Quite simply, I did not want to have another baby. Not now, if definitely not ever, and I have never felt the urge to be so self critical and afraid of how a decision would impact the entirety of my life, and how scared I was of how this would come across to my peers and the world. As I sit and see mamas of multiple babies, people with less time on their hands, people with incredibly full plates, all hauling ass and soldiering on like incredible superwomen, it was so hard to not feel like I was copping out, quitting and taking the easy way out….. I tell you, it wasn’t fucking easy, but I had to find the balance of which “hard” I could handle, and to stop and remember that this was my life, and that my family was the only thing that mattered.

I looked for solace, and I couldn’t really find it. It’s not until you dig in deep, dark secretive spaces that we can find someone brave enough to say “hey, I’ve been there” and those three words shake an instant ounce of weight, guilt, shame and uncertainty.

So here I am, proudly, unashamedly shouting my abortion.

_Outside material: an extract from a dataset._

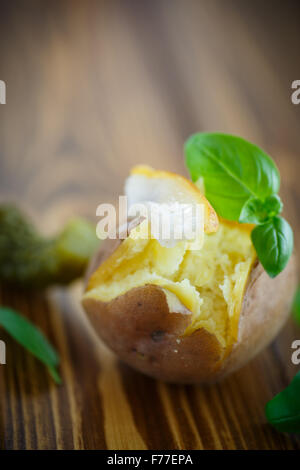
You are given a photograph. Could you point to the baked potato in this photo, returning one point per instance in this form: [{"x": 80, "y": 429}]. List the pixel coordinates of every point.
[{"x": 186, "y": 316}]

I am proud of myself, I am proud of my partner, and I am proud of us as a team being able to make this bloody hard call for our baby boy and our future as a family. I am proud of what this experience has bought me – strength, love, resilience and respect in my own decisions.

Pro choice is something I have always been, throughout dreaming of a backseat full of carseats and little backpacks, I always thought it would be a path I would never travel down. Now that I’ve been there, it’s given me a very impartial view and understanding of what it truly means to be in charge of our own bodies, and that no-one else should have a say in what goes in and out of our vaginas and bodies.

We still live in a pretty slow and backward place in society where this decision is always focused on the cells or baby, and not often about the woman and how this decision, whichever way, impacts her life and well being for the rest of forever. This should be the first and most important thing to consider. To every woman who has made this choice, I see you, and I salute you, brave, strong woman.

We bought those cells home, and we held and honoured our decision we made with love, and we grieved and we cried, and we CRIED some more, and we gave them the send off and aroha they deserved in the earth with our boys’ placenta.

We did not make this decision lightly and while it was truly right for us, that didn’t and doesn’t take away any of the grief and pain we held and hold in our hearts, and saying goodbye and thank you has helped us grieve, grow and begin to move forward and focus all of our love into the baby boy we hold here in our arms.

I guess what I’m saying is, this stuff is big, but it’s brave and beautiful in a right of its own and we don’t have to be afraid or ashamed to share these stories of ourselves and our lives if we don’t want to be. For sharing these stories saves and supports others, and that’s way more fucking important than whatever the naysayers think.